I thought I'd avoided the "first day back at work blues" really well...
I'd prepared as much as I could (and for one particular class, their lessons are now planned-out until the edge of doom...) I thought positive thoughts, I adopted a wryly amused persona, put my head down and charged through the day. I chatted amiably with colleagues - even gave some advice about a shared class. Normal.
I survived.
Then I got home.
By about 8:30 I was agitated and distracted. By 10:30 I was in a foetal position on the bed, snivelling. By half past midnight I was in full "lock me in a cellar and feed me with pins" mode, feeling bleak, useless, overwhelmed...
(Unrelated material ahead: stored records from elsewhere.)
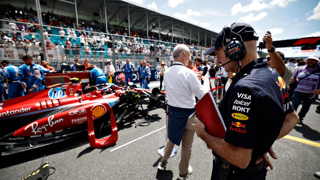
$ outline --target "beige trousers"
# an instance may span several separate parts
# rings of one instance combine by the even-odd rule
[[[196,115],[194,115],[188,119],[182,136],[182,141],[181,142],[181,160],[179,164],[179,171],[180,174],[181,175],[187,173],[189,167],[189,161],[191,157],[192,143],[193,142],[193,137],[195,135],[195,127],[191,125],[191,124],[195,123],[195,117]],[[170,155],[171,154],[174,146],[174,144],[168,139],[164,146],[164,152],[161,156],[161,160],[168,162],[168,160],[170,157]]]

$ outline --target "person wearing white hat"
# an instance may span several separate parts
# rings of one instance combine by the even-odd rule
[[[297,81],[297,87],[292,96],[292,106],[297,110],[301,102],[302,108],[298,115],[300,120],[298,124],[303,124],[302,120],[309,110],[311,104],[320,94],[320,60],[316,54],[311,54],[304,60],[306,64],[293,75],[289,85]],[[288,86],[290,90],[290,86]]]
[[[116,70],[113,65],[111,64],[111,60],[109,59],[107,60],[107,65],[104,66],[104,74],[107,76],[108,75],[108,82],[109,83],[115,83],[115,78],[114,76]]]

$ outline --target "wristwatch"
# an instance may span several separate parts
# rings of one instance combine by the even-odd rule
[[[271,48],[271,49],[270,50],[267,50],[268,51],[268,52],[270,53],[270,52],[273,52],[275,51],[276,51],[276,47],[274,46],[273,46]]]

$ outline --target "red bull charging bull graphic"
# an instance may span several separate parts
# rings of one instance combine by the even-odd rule
[[[235,128],[234,127],[232,126],[236,126],[237,127]],[[242,129],[241,128],[241,127],[243,127],[245,129]],[[245,129],[245,125],[243,124],[240,122],[233,122],[233,121],[231,122],[231,125],[230,126],[230,127],[229,127],[229,129],[230,130],[232,130],[232,131],[234,131],[237,132],[239,132],[245,134],[247,130]]]
[[[280,90],[282,91],[283,88],[284,89],[285,89],[286,84],[284,80],[280,76],[278,77],[278,80],[279,80],[279,82],[277,81],[276,81],[276,82],[277,83],[278,86],[280,86]]]

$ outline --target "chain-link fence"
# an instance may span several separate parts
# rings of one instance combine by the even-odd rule
[[[11,60],[17,66],[22,64],[21,57],[27,54],[32,56],[36,62],[46,60],[56,70],[60,69],[63,63],[73,64],[76,59],[79,60],[80,64],[87,59],[92,65],[101,69],[104,68],[108,59],[115,64],[117,61],[122,62],[121,64],[124,63],[127,58],[136,67],[139,65],[140,61],[149,63],[151,68],[162,61],[170,67],[173,60],[172,52],[177,44],[46,25],[43,26],[44,29],[47,29],[49,33],[44,30],[41,35],[38,30],[36,32],[26,32],[18,30],[18,28],[14,29],[15,26],[12,25],[15,25],[16,27],[17,24],[22,24],[26,27],[33,26],[38,28],[38,24],[4,20],[0,21],[2,22],[0,30],[11,35],[9,36],[11,37],[2,37],[0,58],[3,60]],[[204,50],[201,47],[188,46],[193,56],[201,56]],[[211,57],[207,57],[211,59]]]

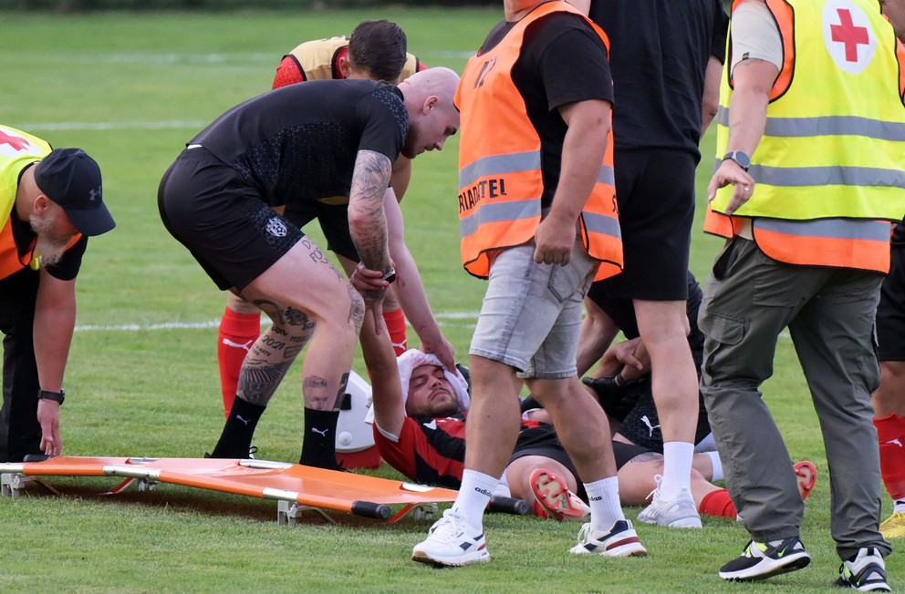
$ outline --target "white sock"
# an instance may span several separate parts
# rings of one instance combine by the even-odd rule
[[[693,444],[683,441],[663,444],[663,479],[660,482],[660,497],[669,499],[682,488],[692,492],[693,456]]]
[[[609,532],[613,524],[625,519],[619,506],[619,482],[616,476],[585,483],[588,506],[591,508],[591,527]]]
[[[713,466],[713,476],[710,477],[711,482],[723,480],[725,475],[723,474],[723,460],[720,459],[719,452],[704,452],[710,456],[711,466]]]
[[[713,437],[713,434],[708,433],[707,436],[699,441],[694,446],[694,451],[698,454],[701,454],[702,452],[715,452],[716,439]]]
[[[500,476],[500,483],[494,489],[494,497],[511,497],[512,491],[509,489],[509,479],[506,478],[506,472],[503,471],[503,476]]]
[[[499,479],[477,470],[465,469],[462,473],[462,486],[452,504],[452,513],[476,530],[484,526],[484,511],[490,503],[490,497],[499,483]]]

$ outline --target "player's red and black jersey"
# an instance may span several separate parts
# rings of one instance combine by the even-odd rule
[[[242,103],[198,144],[237,170],[269,206],[348,197],[359,150],[395,161],[409,131],[401,92],[371,80],[315,80]]]
[[[374,426],[380,456],[393,468],[425,485],[457,489],[465,467],[465,420],[461,415],[416,421],[406,417],[396,442]]]

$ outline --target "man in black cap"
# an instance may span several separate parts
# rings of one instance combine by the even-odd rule
[[[0,125],[0,461],[62,452],[76,275],[88,236],[115,225],[101,200],[100,168],[85,151],[53,150]]]

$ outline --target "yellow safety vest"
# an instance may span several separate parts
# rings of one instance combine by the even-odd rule
[[[339,58],[348,55],[348,36],[306,41],[286,54],[296,58],[302,80],[341,80],[344,77],[339,72]],[[416,56],[407,56],[400,82],[425,67]]]
[[[742,0],[736,0],[735,6]],[[766,0],[784,62],[766,126],[751,156],[756,186],[735,213],[754,218],[758,247],[795,264],[886,271],[889,225],[905,212],[901,44],[876,2]],[[727,51],[717,114],[717,159],[726,151],[733,85]],[[718,161],[719,162],[719,161]],[[731,237],[717,191],[705,230]]]

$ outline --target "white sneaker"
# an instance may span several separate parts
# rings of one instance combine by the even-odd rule
[[[860,592],[891,592],[886,579],[886,563],[876,547],[864,547],[850,559],[842,561],[837,586]]]
[[[660,495],[660,481],[662,476],[657,476],[657,488],[650,495],[653,499],[650,505],[638,515],[638,521],[646,524],[658,524],[671,528],[700,528],[701,516],[694,498],[687,488],[681,488],[669,499]]]
[[[629,520],[619,520],[609,532],[595,530],[589,523],[585,524],[578,531],[578,544],[569,552],[604,557],[644,557],[648,554]]]
[[[427,538],[411,549],[411,560],[438,568],[458,568],[490,560],[484,532],[473,531],[452,509],[431,527]]]

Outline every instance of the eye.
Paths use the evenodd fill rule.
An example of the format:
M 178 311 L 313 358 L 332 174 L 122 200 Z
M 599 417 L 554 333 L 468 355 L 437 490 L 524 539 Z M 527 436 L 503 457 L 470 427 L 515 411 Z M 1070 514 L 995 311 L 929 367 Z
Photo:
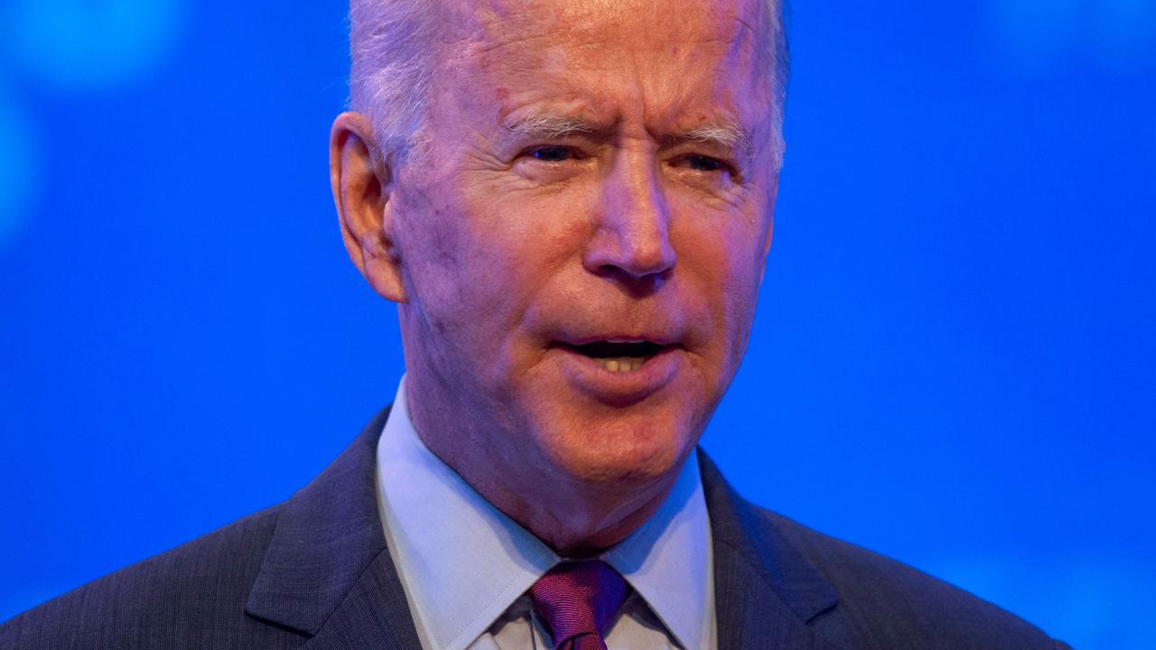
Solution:
M 526 155 L 542 162 L 565 162 L 577 157 L 570 147 L 563 147 L 561 145 L 534 147 L 533 149 L 528 149 Z
M 710 156 L 690 155 L 684 158 L 687 167 L 696 171 L 727 171 L 728 165 Z

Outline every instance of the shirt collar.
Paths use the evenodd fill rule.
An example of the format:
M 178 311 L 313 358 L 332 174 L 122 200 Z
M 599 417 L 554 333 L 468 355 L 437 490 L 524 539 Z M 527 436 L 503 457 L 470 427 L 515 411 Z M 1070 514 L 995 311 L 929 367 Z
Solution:
M 462 650 L 561 557 L 494 508 L 417 436 L 405 378 L 377 448 L 386 540 L 423 645 Z M 602 560 L 642 596 L 683 648 L 713 629 L 710 523 L 690 455 L 670 495 Z

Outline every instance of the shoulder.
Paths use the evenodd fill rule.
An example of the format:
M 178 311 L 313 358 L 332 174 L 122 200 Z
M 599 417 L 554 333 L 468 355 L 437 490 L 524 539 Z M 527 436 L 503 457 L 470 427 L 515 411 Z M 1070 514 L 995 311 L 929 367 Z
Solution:
M 890 649 L 1066 648 L 1015 614 L 918 569 L 765 509 L 755 511 L 835 588 L 837 620 L 815 621 L 835 636 Z
M 255 645 L 247 635 L 274 628 L 245 615 L 245 598 L 280 508 L 239 519 L 15 616 L 0 626 L 0 650 Z

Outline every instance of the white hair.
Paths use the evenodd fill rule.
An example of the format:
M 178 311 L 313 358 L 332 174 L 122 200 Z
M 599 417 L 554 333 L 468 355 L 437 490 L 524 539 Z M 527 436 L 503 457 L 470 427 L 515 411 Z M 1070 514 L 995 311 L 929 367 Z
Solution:
M 349 106 L 369 117 L 381 153 L 400 164 L 424 146 L 436 66 L 438 0 L 349 0 Z M 763 65 L 771 74 L 771 150 L 783 162 L 783 119 L 790 75 L 787 0 L 762 0 Z

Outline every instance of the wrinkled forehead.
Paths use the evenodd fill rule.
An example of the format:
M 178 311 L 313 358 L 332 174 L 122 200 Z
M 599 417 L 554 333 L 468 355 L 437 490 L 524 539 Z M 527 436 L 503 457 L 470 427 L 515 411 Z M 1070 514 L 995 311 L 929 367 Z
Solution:
M 669 110 L 741 101 L 748 104 L 743 112 L 764 113 L 772 37 L 766 6 L 765 0 L 445 0 L 438 16 L 440 67 L 447 81 L 455 74 L 486 76 L 503 94 L 572 86 L 573 95 L 598 95 L 605 81 L 635 87 L 639 102 Z
M 443 0 L 450 43 L 502 40 L 511 34 L 568 32 L 605 42 L 757 39 L 764 0 Z M 636 28 L 649 27 L 645 31 Z

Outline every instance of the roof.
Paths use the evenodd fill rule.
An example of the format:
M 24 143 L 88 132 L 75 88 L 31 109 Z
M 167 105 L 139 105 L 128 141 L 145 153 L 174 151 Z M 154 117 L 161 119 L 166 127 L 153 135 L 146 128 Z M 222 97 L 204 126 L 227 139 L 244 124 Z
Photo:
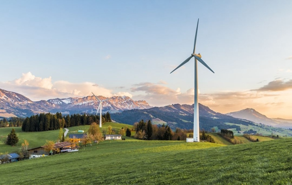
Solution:
M 65 142 L 61 142 L 61 143 L 55 144 L 54 146 L 54 148 L 59 148 L 62 147 L 68 147 L 68 146 L 71 146 L 71 143 L 70 142 L 65 141 Z
M 82 139 L 84 137 L 84 135 L 86 135 L 86 134 L 69 134 L 69 138 L 71 139 Z
M 0 155 L 0 157 L 2 158 L 3 156 L 5 156 L 6 154 L 2 154 Z M 8 154 L 7 154 L 8 156 L 8 160 L 11 160 L 14 159 L 18 159 L 20 157 L 18 154 L 16 153 L 11 153 Z
M 60 148 L 62 147 L 68 147 L 68 146 L 71 146 L 71 143 L 70 142 L 65 141 L 64 142 L 55 143 L 55 144 L 54 145 L 54 149 Z M 41 146 L 40 147 L 41 147 L 42 148 L 45 148 L 46 146 Z M 37 148 L 39 148 L 39 147 L 38 147 Z M 32 150 L 32 149 L 31 149 L 30 150 Z
M 16 153 L 11 153 L 8 154 L 10 157 L 9 157 L 9 159 L 17 159 L 20 157 L 18 154 Z
M 121 134 L 108 134 L 106 135 L 106 137 L 122 137 Z

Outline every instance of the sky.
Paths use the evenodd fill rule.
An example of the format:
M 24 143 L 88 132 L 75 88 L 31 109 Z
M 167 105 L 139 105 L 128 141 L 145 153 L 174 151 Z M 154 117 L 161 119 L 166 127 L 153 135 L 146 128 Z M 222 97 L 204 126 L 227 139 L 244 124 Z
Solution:
M 292 1 L 0 0 L 0 89 L 292 119 Z

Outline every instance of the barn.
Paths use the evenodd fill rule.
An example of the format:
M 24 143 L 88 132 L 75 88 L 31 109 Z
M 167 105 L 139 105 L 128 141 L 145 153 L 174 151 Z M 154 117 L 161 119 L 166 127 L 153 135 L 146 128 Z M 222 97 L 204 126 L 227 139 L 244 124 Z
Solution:
M 122 135 L 121 135 L 121 134 L 106 135 L 105 140 L 122 140 Z

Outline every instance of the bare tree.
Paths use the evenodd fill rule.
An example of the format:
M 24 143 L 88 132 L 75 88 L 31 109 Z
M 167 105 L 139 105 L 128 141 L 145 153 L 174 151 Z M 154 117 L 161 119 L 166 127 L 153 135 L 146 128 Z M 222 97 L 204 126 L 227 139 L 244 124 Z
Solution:
M 4 164 L 8 162 L 9 156 L 8 153 L 6 152 L 5 154 L 0 153 L 0 162 L 1 164 Z
M 29 152 L 28 151 L 29 145 L 29 144 L 26 140 L 24 140 L 24 143 L 21 143 L 21 153 L 25 158 L 29 157 Z

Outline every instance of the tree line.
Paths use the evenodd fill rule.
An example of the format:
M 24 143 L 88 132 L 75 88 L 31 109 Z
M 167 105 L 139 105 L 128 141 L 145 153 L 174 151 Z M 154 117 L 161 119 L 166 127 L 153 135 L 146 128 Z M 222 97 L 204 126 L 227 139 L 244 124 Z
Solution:
M 163 124 L 162 125 L 152 125 L 151 120 L 144 122 L 142 119 L 139 122 L 135 123 L 132 130 L 136 131 L 134 138 L 147 140 L 186 140 L 187 134 L 189 137 L 193 136 L 193 130 L 182 129 L 177 128 L 173 131 L 169 126 Z M 131 132 L 129 129 L 127 129 L 126 136 L 130 137 Z M 206 134 L 203 131 L 200 136 L 200 139 L 211 143 L 215 143 L 212 137 Z
M 23 131 L 42 131 L 58 130 L 60 128 L 91 125 L 93 122 L 99 123 L 99 115 L 74 114 L 62 115 L 60 112 L 55 114 L 51 113 L 41 113 L 23 121 L 21 129 Z M 111 122 L 109 112 L 102 116 L 102 124 Z
M 24 118 L 17 117 L 3 118 L 0 120 L 0 127 L 21 127 L 23 120 Z

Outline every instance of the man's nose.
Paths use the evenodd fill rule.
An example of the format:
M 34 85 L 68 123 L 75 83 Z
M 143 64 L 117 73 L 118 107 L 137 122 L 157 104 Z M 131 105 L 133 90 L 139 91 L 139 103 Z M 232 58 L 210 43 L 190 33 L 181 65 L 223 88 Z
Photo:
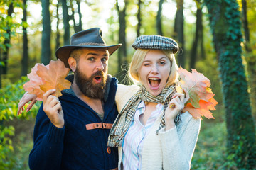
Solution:
M 97 62 L 96 64 L 96 69 L 97 70 L 103 70 L 104 69 L 104 66 L 103 66 L 103 64 L 101 61 L 99 61 Z

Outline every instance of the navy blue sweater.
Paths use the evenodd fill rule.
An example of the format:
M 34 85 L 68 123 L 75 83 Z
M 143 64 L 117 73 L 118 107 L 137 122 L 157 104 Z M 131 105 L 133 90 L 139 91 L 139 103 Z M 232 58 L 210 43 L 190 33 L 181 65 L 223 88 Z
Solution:
M 104 103 L 103 123 L 113 123 L 117 79 L 112 78 Z M 63 128 L 54 126 L 40 108 L 34 129 L 34 146 L 29 155 L 31 169 L 112 169 L 117 167 L 117 148 L 107 149 L 110 129 L 87 130 L 85 125 L 101 123 L 97 114 L 75 96 L 59 98 L 64 113 Z M 108 152 L 107 152 L 108 150 Z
Mrs Gripes did and said all the right things (bless) - we even had a one o' clock in the morning camomile tea-party- and I did eventually get to sleep, although the dreams I had were far from restful, filled as they were with images of my incompetence and panic, peppered with memories of all my failures, disappointments and vacillations and populated with the sneering, accusing faces of everyone who has ever told me I'm worthless, everyone who's ever trodden on me, made me feel like shit...
This morning, as the sun rises and spreads its thin, cold light through the clouds, I am feeling pretty hopeless. I know I will get through the days/weeks/months (- & I've got a lot of work to get through, what with one thing and another) - and I'll suppress the feeling pathetic, stupid and feeble as much as I can- but right now, getting dressed, slapping on a fake smile and facing a class is about the last thing I want to do.
So much for avoiding the "back to work" blues...
The Mickey Mouse Mind Trick
1 day ago
3 comments:
feeling any better?
If I'm honest c'lam, no, not much (although I burst into tears as soon as I got through my front door this time, rather than wait until I went to bed...so at least I wasn't awake and bleakly snotty into the early hours.)
I will be enormously pleased when January is over...
January is always an exceedingly poo month.
I came home from school three periods before I was supposed to because I don't know if I can handle sitting listening to all the crap over lunch.
The work isn't the problem, it's just the people.
Feel better soon - nearly 1/2 way through now!